If your retirement account has gone to hell in a handbasket, it may be time to repent.
Give up some pricey sins -- alcohol, tobacco and gambling -- and you could save a fortune. You could rebuild your 401(k) and vastly improve your ability to retire wealthy, no matter what happened to the stock market.
"It's all about choices," said Christian Cordoba, the president of California Retirement Advisors in El Segundo. "If you don't spend money on sins, you've got more money available to save and invest. You'd be surprised at how quickly it adds up."
The drain of drinking
About two-thirds of adult Americans drink, and about one-third of those could be classified as problem drinkers -- people who regularly consume more than the daily low-risk allowance or who binge drink. Those numbers come from Ann Bradley, a spokeswoman for the National Institute on Alcohol Abuse and Alcoholism, which offers a self-assessment quiz here.So-called low-risk consumption amounts to no more than seven drinks a week for a woman and 14 for a man. More than that puts you teetering on the edge of alcohol abuse, Bradley said.
Recessions, not surprisingly, can get more people crying in their beers.

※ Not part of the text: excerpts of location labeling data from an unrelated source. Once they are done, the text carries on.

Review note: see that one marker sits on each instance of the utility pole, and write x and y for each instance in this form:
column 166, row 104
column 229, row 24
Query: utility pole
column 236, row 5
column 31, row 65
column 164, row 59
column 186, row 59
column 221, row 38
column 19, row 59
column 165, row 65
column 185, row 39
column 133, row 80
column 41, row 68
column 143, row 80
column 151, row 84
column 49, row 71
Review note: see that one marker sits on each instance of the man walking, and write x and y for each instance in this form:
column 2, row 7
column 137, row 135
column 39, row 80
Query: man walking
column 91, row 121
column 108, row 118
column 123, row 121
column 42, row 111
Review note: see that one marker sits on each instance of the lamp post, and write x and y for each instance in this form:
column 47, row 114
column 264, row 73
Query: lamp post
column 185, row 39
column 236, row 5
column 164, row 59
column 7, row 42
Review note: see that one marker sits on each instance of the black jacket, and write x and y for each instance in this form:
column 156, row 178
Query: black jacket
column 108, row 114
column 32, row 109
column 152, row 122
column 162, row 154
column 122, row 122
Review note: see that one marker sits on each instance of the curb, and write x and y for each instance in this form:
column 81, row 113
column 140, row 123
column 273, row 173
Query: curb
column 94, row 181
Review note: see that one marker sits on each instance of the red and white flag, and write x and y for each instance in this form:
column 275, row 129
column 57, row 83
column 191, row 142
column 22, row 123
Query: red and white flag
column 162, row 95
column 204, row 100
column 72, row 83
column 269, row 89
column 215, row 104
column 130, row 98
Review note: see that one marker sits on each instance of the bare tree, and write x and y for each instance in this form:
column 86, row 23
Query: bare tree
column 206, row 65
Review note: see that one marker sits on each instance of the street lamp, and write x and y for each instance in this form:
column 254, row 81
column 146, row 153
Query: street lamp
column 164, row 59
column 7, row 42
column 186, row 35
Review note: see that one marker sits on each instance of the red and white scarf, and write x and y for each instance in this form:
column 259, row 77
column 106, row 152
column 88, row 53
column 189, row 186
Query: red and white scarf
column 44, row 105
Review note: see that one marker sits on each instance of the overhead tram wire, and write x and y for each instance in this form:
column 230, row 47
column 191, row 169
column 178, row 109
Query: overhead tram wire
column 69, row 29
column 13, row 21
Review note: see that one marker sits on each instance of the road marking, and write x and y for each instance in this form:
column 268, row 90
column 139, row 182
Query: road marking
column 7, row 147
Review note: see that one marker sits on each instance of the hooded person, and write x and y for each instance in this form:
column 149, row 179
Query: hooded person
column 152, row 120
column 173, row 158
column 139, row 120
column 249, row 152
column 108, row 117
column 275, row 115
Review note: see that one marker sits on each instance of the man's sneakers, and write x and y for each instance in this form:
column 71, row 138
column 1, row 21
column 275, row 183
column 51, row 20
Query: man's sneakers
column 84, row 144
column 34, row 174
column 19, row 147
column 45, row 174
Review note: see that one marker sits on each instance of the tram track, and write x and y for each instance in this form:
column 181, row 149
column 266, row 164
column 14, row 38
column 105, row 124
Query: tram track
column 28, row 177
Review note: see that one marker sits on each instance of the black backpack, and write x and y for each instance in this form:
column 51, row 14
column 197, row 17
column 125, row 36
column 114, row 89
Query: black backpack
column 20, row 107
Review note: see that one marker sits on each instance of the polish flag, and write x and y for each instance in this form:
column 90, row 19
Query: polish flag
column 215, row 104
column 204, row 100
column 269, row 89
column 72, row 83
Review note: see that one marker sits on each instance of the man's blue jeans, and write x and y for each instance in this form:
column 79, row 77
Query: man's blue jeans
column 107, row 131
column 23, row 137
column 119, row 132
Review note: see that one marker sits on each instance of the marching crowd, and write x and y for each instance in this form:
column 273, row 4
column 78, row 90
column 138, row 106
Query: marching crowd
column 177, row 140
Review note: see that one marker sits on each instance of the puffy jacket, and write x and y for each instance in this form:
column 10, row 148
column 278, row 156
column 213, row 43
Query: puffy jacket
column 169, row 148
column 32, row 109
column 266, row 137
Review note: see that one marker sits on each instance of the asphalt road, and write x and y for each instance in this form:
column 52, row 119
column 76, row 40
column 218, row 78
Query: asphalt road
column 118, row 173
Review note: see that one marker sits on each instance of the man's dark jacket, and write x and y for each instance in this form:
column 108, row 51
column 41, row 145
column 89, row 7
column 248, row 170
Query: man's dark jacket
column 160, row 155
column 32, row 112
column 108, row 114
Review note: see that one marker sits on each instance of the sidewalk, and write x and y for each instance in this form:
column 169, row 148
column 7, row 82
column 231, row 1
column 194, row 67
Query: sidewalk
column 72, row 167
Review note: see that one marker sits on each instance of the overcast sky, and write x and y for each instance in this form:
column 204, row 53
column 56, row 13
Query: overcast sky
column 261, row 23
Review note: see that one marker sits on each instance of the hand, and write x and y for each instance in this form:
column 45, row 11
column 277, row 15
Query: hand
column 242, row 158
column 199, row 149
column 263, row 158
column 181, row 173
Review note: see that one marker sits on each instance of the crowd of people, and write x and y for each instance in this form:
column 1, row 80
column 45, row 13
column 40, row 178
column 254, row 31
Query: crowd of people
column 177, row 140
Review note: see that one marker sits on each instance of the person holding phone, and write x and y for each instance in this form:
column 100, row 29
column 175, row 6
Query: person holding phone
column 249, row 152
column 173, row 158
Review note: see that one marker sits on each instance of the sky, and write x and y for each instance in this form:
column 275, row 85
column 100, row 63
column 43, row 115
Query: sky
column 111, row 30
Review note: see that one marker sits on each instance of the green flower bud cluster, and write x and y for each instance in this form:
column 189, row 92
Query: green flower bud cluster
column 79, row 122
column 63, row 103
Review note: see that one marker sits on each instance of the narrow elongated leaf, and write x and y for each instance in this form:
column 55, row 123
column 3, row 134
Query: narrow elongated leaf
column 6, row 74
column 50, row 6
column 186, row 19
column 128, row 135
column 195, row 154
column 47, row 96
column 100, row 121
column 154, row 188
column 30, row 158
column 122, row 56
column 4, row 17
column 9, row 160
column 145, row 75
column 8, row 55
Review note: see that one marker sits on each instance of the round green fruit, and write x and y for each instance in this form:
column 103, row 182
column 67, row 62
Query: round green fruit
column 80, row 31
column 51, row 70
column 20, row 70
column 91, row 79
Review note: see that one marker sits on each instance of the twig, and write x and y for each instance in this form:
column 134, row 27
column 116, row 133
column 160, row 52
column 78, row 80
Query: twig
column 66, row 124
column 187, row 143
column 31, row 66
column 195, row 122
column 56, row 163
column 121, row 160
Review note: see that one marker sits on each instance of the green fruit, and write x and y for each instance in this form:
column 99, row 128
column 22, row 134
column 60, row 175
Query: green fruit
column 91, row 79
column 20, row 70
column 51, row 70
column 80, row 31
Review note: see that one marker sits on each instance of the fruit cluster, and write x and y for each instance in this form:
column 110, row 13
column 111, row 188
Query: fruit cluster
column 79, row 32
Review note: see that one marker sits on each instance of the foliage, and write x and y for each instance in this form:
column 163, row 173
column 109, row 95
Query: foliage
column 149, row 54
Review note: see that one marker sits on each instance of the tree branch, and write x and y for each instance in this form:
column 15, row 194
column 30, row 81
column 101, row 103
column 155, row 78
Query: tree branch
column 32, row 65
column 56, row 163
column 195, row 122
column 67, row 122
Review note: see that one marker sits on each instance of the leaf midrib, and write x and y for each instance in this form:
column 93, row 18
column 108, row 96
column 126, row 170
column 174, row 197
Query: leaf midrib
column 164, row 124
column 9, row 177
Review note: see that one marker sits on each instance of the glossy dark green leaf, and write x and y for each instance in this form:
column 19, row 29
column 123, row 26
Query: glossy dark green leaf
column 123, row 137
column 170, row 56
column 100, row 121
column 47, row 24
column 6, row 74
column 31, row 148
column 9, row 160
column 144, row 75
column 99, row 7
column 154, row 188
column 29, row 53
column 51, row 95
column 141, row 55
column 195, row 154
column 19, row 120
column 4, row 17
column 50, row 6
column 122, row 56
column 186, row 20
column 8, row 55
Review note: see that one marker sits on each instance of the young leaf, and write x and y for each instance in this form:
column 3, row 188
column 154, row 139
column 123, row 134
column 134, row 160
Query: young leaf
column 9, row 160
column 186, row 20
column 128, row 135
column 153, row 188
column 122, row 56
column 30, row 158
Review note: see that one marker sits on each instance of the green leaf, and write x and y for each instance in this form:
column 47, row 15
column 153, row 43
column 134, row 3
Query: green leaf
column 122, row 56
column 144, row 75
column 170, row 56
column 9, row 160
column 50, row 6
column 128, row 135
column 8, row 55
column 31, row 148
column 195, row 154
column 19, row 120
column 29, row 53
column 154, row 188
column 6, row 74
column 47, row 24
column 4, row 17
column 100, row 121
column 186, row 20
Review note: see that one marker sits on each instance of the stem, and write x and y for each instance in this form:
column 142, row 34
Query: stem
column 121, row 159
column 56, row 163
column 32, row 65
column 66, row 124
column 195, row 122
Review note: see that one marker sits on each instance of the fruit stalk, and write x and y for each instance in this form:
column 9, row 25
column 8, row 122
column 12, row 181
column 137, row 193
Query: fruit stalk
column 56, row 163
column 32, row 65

Total alcohol consumption peaked during the last serious recession, in 1981, then went on a two-decade decline. The slide ended in 2002, a year in which investors were lamenting three straight years of double-digit losses in the stock market.
Coincidence? Maybe. But it's a fair bet that bankers and Wall Street types, at least, are downing a few more shots these days than when times were flush.

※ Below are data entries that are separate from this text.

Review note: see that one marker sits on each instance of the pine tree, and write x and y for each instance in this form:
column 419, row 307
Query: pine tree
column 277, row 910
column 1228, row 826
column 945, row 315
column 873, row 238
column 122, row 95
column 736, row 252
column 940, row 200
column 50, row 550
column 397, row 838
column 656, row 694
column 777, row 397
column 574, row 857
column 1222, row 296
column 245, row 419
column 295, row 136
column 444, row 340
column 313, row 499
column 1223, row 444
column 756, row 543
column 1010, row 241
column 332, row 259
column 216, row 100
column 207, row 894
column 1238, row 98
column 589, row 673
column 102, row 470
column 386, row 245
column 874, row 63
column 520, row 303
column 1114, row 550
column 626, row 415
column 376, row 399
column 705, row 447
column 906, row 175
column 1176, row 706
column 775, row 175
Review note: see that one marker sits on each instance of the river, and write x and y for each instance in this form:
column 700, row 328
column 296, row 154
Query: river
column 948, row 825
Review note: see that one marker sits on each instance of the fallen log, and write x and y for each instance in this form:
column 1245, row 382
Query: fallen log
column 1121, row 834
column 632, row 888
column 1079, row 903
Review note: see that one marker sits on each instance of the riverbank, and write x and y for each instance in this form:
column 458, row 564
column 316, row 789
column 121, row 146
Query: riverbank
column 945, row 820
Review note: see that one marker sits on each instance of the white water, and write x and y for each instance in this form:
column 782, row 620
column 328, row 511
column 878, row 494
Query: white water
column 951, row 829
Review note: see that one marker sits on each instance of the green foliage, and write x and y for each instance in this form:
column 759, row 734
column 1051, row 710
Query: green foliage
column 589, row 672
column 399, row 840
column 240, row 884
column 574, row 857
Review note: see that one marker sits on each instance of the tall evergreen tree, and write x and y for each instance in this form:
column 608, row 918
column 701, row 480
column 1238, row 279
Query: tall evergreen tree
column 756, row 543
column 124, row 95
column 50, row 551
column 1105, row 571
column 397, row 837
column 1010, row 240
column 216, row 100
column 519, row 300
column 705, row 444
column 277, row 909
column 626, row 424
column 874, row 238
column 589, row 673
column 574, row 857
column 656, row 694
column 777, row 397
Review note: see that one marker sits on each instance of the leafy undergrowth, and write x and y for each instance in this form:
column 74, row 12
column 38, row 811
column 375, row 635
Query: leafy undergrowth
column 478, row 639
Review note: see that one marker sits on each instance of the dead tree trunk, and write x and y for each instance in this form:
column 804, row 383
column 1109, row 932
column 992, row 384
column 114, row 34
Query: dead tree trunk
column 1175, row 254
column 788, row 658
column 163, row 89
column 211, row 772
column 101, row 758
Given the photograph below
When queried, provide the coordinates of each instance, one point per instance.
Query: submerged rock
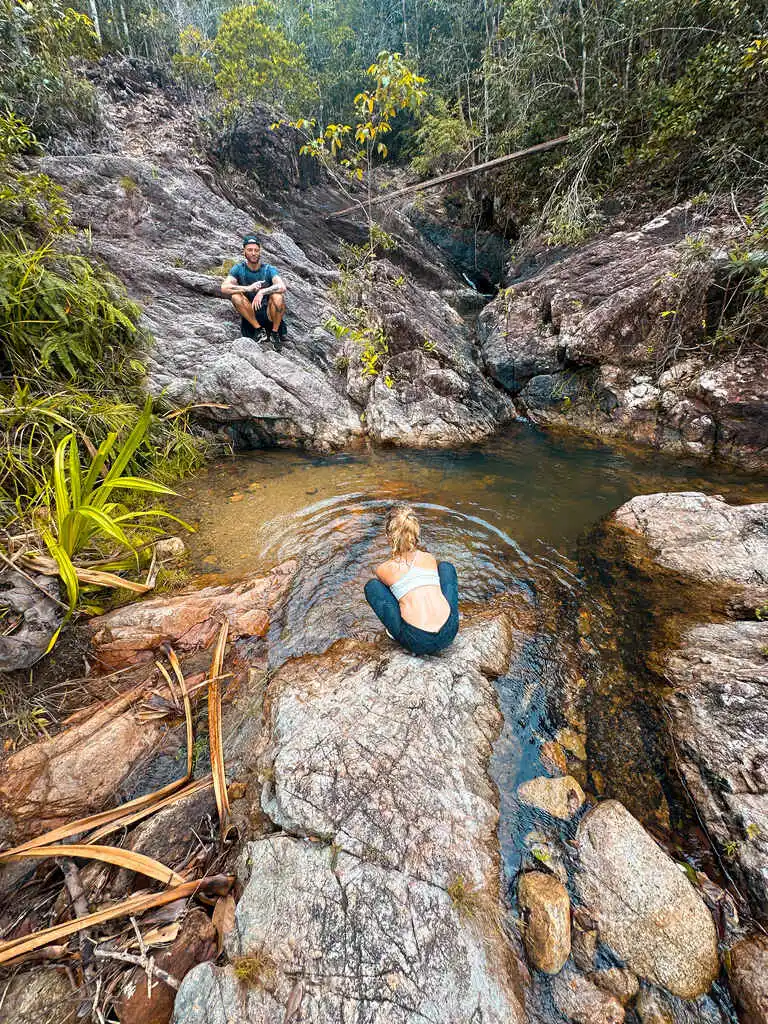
(560, 797)
(656, 1007)
(189, 621)
(545, 907)
(39, 996)
(748, 977)
(645, 908)
(616, 981)
(582, 1001)
(388, 907)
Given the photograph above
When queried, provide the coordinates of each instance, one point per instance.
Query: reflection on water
(508, 514)
(501, 512)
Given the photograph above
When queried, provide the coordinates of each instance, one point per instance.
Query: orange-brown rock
(195, 944)
(748, 978)
(546, 909)
(77, 771)
(189, 621)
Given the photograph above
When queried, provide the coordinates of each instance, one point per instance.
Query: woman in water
(416, 597)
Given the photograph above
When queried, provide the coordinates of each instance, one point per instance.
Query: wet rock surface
(385, 907)
(545, 907)
(561, 797)
(748, 977)
(601, 340)
(582, 1001)
(699, 568)
(46, 997)
(644, 907)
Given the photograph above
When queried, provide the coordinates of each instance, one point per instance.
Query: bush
(442, 138)
(38, 42)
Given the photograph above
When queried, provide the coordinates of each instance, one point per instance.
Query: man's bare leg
(245, 307)
(275, 309)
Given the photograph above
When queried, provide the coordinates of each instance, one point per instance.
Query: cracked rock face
(601, 341)
(170, 226)
(644, 906)
(386, 911)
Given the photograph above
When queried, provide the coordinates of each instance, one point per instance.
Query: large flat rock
(385, 755)
(170, 226)
(380, 900)
(645, 908)
(614, 338)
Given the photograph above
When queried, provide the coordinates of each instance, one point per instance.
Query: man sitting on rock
(257, 292)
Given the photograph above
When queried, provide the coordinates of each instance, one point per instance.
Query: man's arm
(230, 287)
(278, 287)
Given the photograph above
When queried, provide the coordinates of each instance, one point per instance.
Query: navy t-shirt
(245, 275)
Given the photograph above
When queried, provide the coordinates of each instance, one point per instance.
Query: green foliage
(248, 59)
(443, 138)
(27, 199)
(57, 312)
(38, 41)
(368, 337)
(396, 88)
(78, 507)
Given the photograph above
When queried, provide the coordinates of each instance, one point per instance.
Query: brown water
(508, 514)
(502, 512)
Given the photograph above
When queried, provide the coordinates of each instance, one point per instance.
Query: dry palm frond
(109, 855)
(214, 730)
(130, 819)
(187, 708)
(216, 884)
(129, 812)
(47, 566)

Alcohol can cost problem drinkers their jobs, their marriages and small fortunes. But it's expensive even for John and Jane Average, who consume three drinks daily between them. Assuming each drink costs just $3, they're pouring away $9 a day, or $3,285 a year.

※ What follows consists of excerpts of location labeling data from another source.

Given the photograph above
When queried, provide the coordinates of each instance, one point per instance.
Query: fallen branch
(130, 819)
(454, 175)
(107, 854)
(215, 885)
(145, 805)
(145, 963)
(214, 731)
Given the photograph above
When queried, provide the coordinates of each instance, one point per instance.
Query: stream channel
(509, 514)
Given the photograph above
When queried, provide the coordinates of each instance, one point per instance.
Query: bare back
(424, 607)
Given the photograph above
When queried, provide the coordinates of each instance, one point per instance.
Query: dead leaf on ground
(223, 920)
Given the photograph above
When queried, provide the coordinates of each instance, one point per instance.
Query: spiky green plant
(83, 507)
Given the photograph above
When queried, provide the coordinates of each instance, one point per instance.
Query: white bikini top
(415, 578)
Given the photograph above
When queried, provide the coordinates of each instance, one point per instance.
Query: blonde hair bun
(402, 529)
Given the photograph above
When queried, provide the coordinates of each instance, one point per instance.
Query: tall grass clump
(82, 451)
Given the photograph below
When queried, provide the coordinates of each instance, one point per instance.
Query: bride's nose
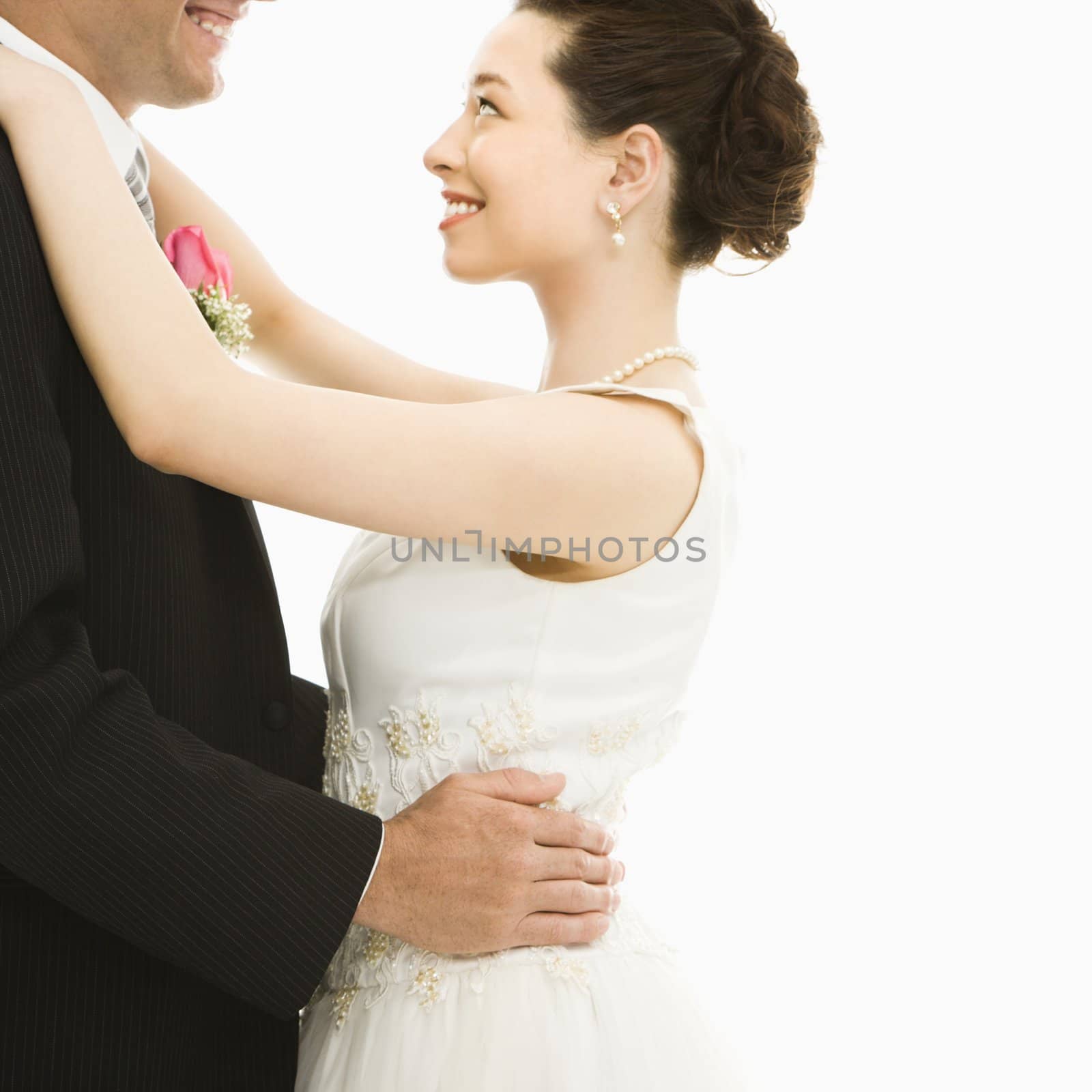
(445, 156)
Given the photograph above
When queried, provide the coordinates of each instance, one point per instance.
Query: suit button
(276, 717)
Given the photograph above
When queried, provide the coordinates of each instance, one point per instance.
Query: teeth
(214, 29)
(461, 209)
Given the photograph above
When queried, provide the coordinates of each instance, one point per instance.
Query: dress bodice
(446, 658)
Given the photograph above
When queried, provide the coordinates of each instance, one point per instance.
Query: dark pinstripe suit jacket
(173, 884)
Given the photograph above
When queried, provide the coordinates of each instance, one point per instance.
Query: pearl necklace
(671, 353)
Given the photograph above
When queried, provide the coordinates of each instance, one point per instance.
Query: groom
(173, 882)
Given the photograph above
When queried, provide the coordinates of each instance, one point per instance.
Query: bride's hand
(25, 83)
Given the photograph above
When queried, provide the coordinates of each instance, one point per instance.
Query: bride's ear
(639, 163)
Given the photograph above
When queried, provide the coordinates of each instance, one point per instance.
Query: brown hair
(720, 85)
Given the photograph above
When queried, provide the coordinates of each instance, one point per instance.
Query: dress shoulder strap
(658, 393)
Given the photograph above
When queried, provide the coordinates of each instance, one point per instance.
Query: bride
(605, 149)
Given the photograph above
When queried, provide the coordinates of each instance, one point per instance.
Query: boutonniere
(207, 274)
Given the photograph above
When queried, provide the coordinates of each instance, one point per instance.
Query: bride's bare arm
(538, 465)
(294, 340)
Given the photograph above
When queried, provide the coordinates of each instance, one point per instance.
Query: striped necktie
(136, 180)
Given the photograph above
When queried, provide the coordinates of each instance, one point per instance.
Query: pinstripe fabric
(173, 884)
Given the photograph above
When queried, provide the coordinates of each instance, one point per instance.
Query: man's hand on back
(475, 865)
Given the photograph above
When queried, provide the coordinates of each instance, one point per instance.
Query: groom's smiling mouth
(216, 23)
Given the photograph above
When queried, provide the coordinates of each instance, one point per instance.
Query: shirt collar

If the Averages had put their money in a savings account earning a paltry 3% per year, they'd have enough for a car (about $17,700) in five years and have saved nearly $90,000 in 20 years.
If they invested the money in stocks and stocks produced their historical average returns of about 9% (we can hope, can't we?), they'd have far more: about $183,000 in 20 years and a cool $1.3 million in 40.
And they wouldn't need a drink when they opened their financial statements.
Smoking away savings
The math on smoking is similar. At roughly $5 a pack, a pack-a-day smoker spends about $150 a month on cigarettes alone. Add in ancillary costs, such as the higher prices smokers pay for life and health insurance, dry cleaning and other sundry items, and a single smoker can spend nearly as much on this habit as our couple above do on drinking.If you figure the ancillary costs at $100 a month, the total cost of smoking amounts to $250 monthly, or $3,000 a year. That's about $39,000 in 10 years, assuming a 5% annual return and compounded monthly, and about $208,000 in 30 years.
Give up both smoking and drinking, and in less than 25 years you can easily accumulate half a million dollars in savings, even at low rates of return. Just $250,000 would be enough to generate annuity payments of about $1,200 a month for 30 years after you retired, and that's assuming your returns were just 4% to 5%.
Don't believe me? Check out MSN Money's savings calculator and do the math yourself.
Gambling with your golden years
Everybody knows the chance of winning the lottery is rotten, but when the Consumer Federation of America asked people how they could best accumulate a significant nest egg, about one-fifth of survey respondents said the lottery was their best bet. They weren't completely joking."They weren't saying that they could do it," said Stephen Brobeck, the federation's executive director. "They were just saying that was where they had the most hope."
Low- and moderate-income respondents felt particularly incapable of saving enough, Brobeck added.
"Most Americans greatly underestimate their ability to save substantial sums over time, in part because they don't understand the miracle of compound interest," he said.
Lately, people have had good reason to give up retirement hopes. The stock market is down about 40% from this time last year, company pensions are being eliminated, and Social Security looks tenuous. Social Security trustees came out last week with their most pessimistic assessment yet, determining that the system will run short of cash in 2037, just about the time that Generations X and Y are ready to punch out of the working world and retire.